A webpage on the department's website states the proposed amendments would add fresh and frozen raw ground beef to a list of foods that are already permitted to undergo radiation treatment.

It says the purpose would be to would allow, but not require, the beef industry to use irradiation to "improve the safety of their products."

Health Canada spokeswoman Maryse Durette says the proposed regulations for ground beef will be announced in June in the Canada Gazette and that a public consultation period will follow.

Industry groups in Canada have sought irradiation for over a decade as a way to prevent the spread of E. coli and other dangerous bacteria, but negative public reaction to it has slowed progress.

Health Canada earlier proposed to permit the sale of irradiated ground beef in 2002, but according to the web page it was never finalized "due to mostly negative stakeholder reaction."

"I think public perception has changed," says Mark Klassen, director of technical services with the Canadian Cattlemen's Association, based in Alberta.

"When we ask Canadians if they think they should be able to purchase irradiated beef, they're accepting of it."

Irradiation involves bombarding meat with radiant energy similar to X-rays. Critics claim it produces toxic compounds, like benzene, and reduces the nutritional value of food. They also say it changes the taste of meat.

The cattlemen's association first launched an application to use irradiation for ground beef in 1998. Its updated application in 2013 to irradiate all kinds of beef followed a tainted beef recall at what was then the XL Foods plant in southern Alberta.

In 2012, 18 people in British Columbia, Quebec, Alberta and Newfoundland and Labrador got sick from E. coli linked to beef from the facility, leading to the largest meat recall in Canadian history.

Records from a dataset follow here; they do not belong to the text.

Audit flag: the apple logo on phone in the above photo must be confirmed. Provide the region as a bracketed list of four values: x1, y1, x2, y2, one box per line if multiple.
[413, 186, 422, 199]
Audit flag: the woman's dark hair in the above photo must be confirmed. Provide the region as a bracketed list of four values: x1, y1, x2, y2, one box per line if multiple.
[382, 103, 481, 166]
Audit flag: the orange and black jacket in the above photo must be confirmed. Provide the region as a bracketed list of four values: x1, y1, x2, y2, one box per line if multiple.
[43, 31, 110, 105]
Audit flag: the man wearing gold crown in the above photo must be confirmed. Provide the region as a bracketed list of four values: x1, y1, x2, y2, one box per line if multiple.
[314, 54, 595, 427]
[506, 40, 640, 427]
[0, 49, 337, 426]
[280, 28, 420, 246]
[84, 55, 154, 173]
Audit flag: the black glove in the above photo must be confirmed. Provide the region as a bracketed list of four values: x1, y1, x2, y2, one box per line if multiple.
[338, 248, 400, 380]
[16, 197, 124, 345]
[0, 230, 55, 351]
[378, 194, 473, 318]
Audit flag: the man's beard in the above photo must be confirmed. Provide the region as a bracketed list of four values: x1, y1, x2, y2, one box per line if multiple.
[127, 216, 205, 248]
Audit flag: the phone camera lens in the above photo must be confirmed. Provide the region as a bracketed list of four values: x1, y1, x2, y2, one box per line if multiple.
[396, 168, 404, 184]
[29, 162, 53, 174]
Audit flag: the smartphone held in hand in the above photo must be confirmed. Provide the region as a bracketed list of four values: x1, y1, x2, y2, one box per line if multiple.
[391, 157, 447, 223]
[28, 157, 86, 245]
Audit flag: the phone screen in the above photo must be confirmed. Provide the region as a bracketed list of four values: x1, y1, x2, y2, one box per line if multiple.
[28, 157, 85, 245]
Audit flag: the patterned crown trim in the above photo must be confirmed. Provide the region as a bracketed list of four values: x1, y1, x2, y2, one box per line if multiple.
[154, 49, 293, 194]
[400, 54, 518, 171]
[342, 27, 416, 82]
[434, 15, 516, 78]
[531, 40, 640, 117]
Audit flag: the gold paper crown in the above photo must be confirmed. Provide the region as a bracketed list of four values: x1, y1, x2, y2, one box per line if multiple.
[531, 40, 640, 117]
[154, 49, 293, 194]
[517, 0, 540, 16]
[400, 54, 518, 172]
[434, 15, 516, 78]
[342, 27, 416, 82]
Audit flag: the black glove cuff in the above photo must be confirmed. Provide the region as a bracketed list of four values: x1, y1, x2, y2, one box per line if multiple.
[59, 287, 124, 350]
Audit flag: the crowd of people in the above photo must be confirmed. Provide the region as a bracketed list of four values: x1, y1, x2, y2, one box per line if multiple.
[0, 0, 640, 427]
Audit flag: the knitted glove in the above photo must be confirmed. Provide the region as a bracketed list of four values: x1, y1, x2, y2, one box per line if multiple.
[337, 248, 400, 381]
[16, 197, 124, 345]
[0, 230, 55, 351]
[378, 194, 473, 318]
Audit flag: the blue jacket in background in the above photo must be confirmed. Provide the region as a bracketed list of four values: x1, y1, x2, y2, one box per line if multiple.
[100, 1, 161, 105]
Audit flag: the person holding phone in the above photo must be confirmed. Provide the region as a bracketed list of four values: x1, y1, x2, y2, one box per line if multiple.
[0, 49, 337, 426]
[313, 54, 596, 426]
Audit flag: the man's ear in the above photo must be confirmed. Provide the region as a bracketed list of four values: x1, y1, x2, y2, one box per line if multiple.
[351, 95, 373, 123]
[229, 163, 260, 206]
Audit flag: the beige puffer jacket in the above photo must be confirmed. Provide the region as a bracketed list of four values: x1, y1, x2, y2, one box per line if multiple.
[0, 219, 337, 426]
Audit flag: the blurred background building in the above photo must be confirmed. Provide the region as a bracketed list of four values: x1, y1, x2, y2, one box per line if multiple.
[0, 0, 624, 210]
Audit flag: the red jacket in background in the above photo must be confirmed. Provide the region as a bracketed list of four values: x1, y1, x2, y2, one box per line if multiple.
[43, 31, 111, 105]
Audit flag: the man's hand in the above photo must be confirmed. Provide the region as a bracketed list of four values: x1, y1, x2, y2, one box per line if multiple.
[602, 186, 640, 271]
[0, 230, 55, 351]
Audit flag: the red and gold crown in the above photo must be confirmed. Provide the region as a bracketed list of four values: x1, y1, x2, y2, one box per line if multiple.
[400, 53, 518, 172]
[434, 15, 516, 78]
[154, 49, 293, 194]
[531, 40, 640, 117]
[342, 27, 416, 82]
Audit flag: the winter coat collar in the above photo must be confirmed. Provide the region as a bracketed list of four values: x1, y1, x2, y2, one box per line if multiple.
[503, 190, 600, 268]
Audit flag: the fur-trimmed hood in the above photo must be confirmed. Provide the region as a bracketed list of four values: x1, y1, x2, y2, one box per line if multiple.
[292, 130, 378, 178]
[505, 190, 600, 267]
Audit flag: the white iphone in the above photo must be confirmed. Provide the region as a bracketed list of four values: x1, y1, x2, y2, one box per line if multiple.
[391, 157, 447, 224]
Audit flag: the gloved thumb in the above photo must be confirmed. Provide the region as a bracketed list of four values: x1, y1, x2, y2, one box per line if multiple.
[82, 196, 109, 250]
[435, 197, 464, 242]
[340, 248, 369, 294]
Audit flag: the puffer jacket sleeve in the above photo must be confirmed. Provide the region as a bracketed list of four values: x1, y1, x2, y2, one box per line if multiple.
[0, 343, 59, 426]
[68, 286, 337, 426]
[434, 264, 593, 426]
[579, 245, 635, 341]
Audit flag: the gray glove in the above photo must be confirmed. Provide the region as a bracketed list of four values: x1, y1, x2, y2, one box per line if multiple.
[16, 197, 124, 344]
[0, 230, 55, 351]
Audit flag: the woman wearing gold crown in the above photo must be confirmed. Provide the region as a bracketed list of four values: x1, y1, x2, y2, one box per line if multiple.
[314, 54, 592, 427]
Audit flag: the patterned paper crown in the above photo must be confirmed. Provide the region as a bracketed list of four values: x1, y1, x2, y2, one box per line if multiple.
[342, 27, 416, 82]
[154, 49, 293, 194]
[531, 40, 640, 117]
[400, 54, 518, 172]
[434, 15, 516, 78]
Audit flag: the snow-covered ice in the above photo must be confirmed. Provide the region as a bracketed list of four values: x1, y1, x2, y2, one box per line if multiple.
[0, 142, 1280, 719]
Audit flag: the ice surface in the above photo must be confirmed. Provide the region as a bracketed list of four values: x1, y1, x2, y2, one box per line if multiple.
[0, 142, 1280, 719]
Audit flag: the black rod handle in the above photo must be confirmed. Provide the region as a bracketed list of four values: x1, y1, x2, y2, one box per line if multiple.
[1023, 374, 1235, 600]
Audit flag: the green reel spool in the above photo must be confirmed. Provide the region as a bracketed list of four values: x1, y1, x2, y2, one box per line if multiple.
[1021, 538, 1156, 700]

Monique Lacroix, a researcher at the Canadian Irradiation Centre and at INRS-Institute Armand Frappier in Laval, Que., says irradiation will not significantly affect food. Lacroix says benzene is a volatile compound normally present in stored meat, and that when irradiation is done at the low levels proposed for the meat industry it doesn't increase benzene or free radicals in an amount to be of concern.

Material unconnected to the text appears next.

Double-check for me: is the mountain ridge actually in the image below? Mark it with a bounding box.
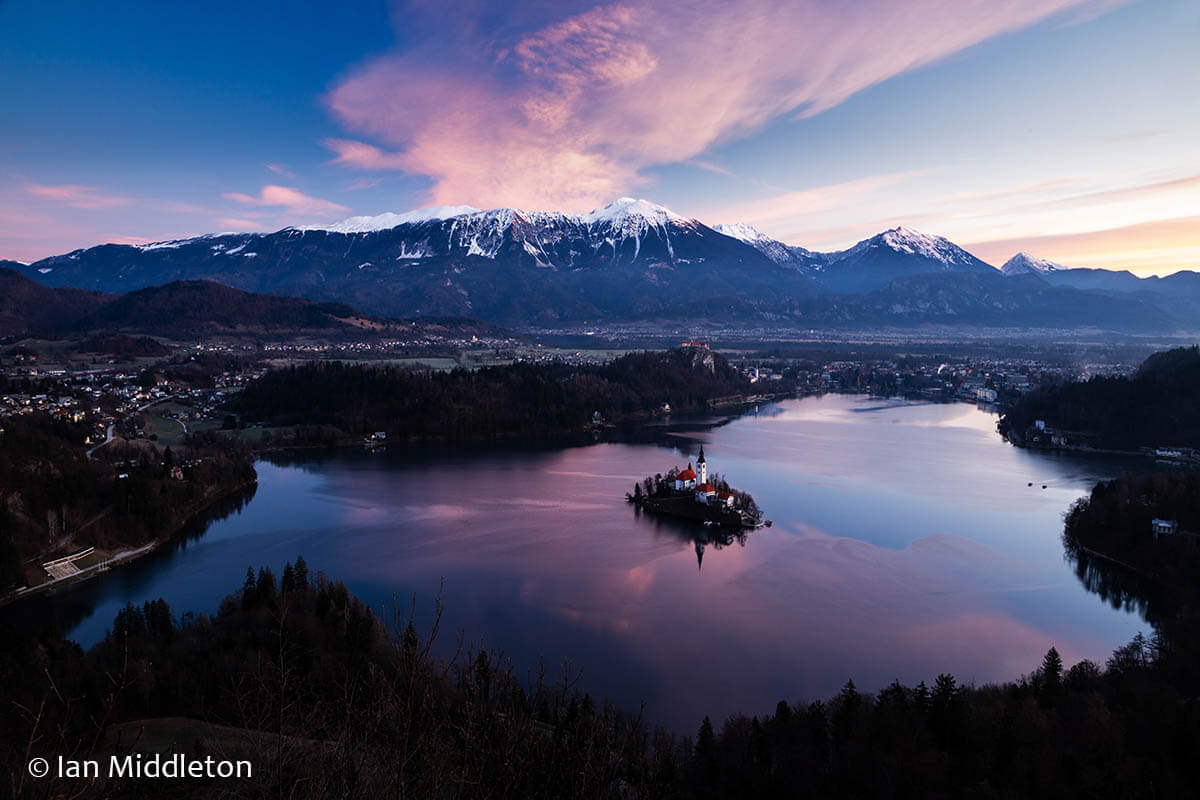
[13,198,1200,330]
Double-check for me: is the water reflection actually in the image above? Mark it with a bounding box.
[4,396,1145,730]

"When you use the barbecue, you produce billions of free radicals. You also produce toxic compounds because you burn the fatty acids," she says.

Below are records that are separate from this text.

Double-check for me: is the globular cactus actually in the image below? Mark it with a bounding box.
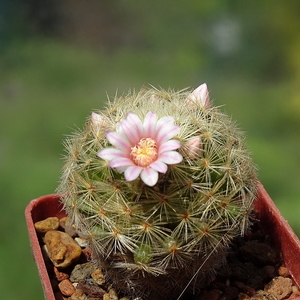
[58,84,256,299]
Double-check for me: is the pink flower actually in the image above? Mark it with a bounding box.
[185,83,209,108]
[98,111,182,186]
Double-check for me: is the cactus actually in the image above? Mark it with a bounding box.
[58,84,256,299]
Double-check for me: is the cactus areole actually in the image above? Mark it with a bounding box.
[58,84,257,299]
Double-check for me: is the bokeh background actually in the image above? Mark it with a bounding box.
[0,0,300,300]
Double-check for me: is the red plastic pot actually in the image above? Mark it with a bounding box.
[25,184,300,300]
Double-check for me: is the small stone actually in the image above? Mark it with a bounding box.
[69,289,88,300]
[240,241,278,266]
[34,217,59,233]
[78,280,107,298]
[108,288,119,300]
[58,279,75,297]
[238,293,250,300]
[59,217,77,237]
[250,291,278,300]
[70,262,97,282]
[91,269,105,285]
[103,293,110,300]
[44,230,81,268]
[264,276,292,300]
[287,291,300,300]
[82,248,92,261]
[278,266,290,277]
[292,285,299,293]
[53,267,69,281]
[75,237,88,248]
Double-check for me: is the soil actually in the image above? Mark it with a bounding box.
[35,217,300,300]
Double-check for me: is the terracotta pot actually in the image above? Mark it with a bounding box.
[25,184,300,300]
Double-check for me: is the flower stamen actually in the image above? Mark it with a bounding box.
[130,138,157,168]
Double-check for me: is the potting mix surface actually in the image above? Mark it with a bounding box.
[35,217,300,300]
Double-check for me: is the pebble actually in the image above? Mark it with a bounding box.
[53,267,69,281]
[240,241,279,266]
[70,262,97,282]
[34,217,59,233]
[250,291,278,300]
[264,276,292,300]
[69,289,88,300]
[59,217,77,237]
[91,269,105,285]
[58,279,75,297]
[44,230,81,268]
[287,291,300,300]
[108,288,119,300]
[75,237,88,248]
[278,266,290,277]
[78,280,107,299]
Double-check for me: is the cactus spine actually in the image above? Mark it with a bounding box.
[58,84,256,299]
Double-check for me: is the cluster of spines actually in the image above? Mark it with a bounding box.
[58,89,256,298]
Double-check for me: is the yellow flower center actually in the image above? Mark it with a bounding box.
[130,138,157,167]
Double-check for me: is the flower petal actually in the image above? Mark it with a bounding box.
[141,168,158,186]
[143,111,157,138]
[124,166,143,181]
[158,151,183,165]
[109,157,135,168]
[158,140,180,154]
[149,160,168,173]
[97,148,124,160]
[106,131,131,153]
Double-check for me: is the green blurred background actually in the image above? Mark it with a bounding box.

Lacroix also notes irradiation will not significantly alter the taste, nor will it reduce nutrients at the radiation doses that would be used for meat, a conclusion she notes was confirmed by a joint committee of the World Health Organization, the International Atomic Energy Agency and the Food and Agriculture Organization of the United Nations.

Currently, onions, potatoes, wheat, flour, whole wheat flour, and whole or ground spices and dehydrated seasonings are approved for irradiation and sale in Canada.

Durette at Health Canada would not comment on what sort of labelling might be required for irradiated meat, such as a symbol which is required in the U.S. The website does, however, state that irradiated ground beef would need to be clearly labelled like all other irradiated foods.

Bruce Cran of the Consumers Association of Canada, which has been lobbying for irradiation, is pleased with Health Canada's decision to move forward on ground beef. But he says chicken and salad vegetables should be irradiated, too.

"The science has been in on this one for decades that it does no harm," says Cran, who adds the risk of foodborne illnesses is high without it.

"They're going to have a catastrophe if they don't do something, in my opinion."